Good Vibes Only? Please. Let Me Cry in Peace.
- Tammy Landsiedel

- Sep 3
- 3 min read
Nothing says “healing” like being told to look on the bright side, right? Gee, thanks, Captain Obvious. Why didn’t I think of that? (Insert exaggerated eye roll here.)
Welcome to the world of toxic positivity—that cheery little land where it’s “good vibes only” and “everything happens for a reason.” Except instead of comfort, these lines feel like a slap in the face when you’re drowning in grief.
Today I want to break down why toxic positivity is harmful, how it differs from healthy positivity, and what I actually do to keep positivity in my life without wanting to throat-punch someone holding a motivational poster.
Greatest Hits of Toxic Positivity (aka, Things That Made Me Want to Throw Hands)
“Everything happens for a reason.”
I’ll admit it. I used to say this. A lot. It was my go-to when life felt messy, or when I needed to excuse myself after frustrating someone else. But then I experienced the greatest pain of my life—the loss of my son, Dakota. And I can say with absolute certainty: those words will never leave my mouth again.

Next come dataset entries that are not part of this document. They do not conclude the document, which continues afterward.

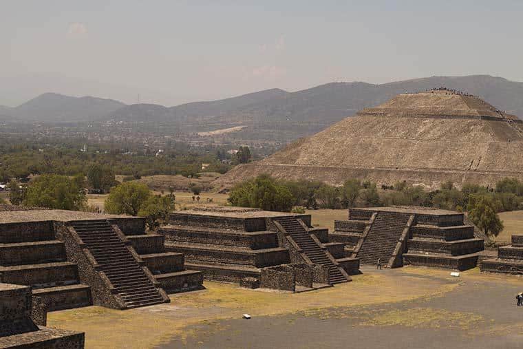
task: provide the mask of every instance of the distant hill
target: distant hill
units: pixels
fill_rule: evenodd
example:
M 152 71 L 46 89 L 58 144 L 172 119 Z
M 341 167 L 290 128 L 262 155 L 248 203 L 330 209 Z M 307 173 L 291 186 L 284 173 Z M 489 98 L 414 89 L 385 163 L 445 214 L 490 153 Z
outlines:
M 170 107 L 153 104 L 125 105 L 94 97 L 44 94 L 8 112 L 17 118 L 39 121 L 162 123 L 180 125 L 184 132 L 244 125 L 246 127 L 229 136 L 239 141 L 287 142 L 315 134 L 361 109 L 383 103 L 399 94 L 440 87 L 477 95 L 501 110 L 523 116 L 523 83 L 488 75 L 432 76 L 381 85 L 331 83 L 295 92 L 272 89 Z
M 295 92 L 274 89 L 220 101 L 181 105 L 169 110 L 153 105 L 142 107 L 140 112 L 126 107 L 107 117 L 129 121 L 182 121 L 184 129 L 192 131 L 246 125 L 234 134 L 236 139 L 286 142 L 318 132 L 361 109 L 383 103 L 401 93 L 440 87 L 477 95 L 502 110 L 523 116 L 523 83 L 477 75 L 432 76 L 381 85 L 331 83 Z
M 283 89 L 271 89 L 230 98 L 193 102 L 171 107 L 156 104 L 137 104 L 122 107 L 103 118 L 132 122 L 147 120 L 162 123 L 190 120 L 192 118 L 193 122 L 199 122 L 202 118 L 226 116 L 249 105 L 271 101 L 288 94 Z
M 523 122 L 469 94 L 405 93 L 237 166 L 215 184 L 227 188 L 261 173 L 333 185 L 358 178 L 433 189 L 448 180 L 492 186 L 523 179 Z
M 125 105 L 111 99 L 41 94 L 8 112 L 19 120 L 39 122 L 77 122 L 99 118 Z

Yes, technically, there was a “reason.” A tiny cut in the adrenal gland. That was the reason. But knowing that didn’t make it easier. In fact, it made it worse. It made Dakota’s death even more senseless.
The “At Least” Olympics
When my mom passed, I heard it all:
At least she’s not in pain anymore.
At least she waited until the family could say goodbye.
At least you had a few more months with her.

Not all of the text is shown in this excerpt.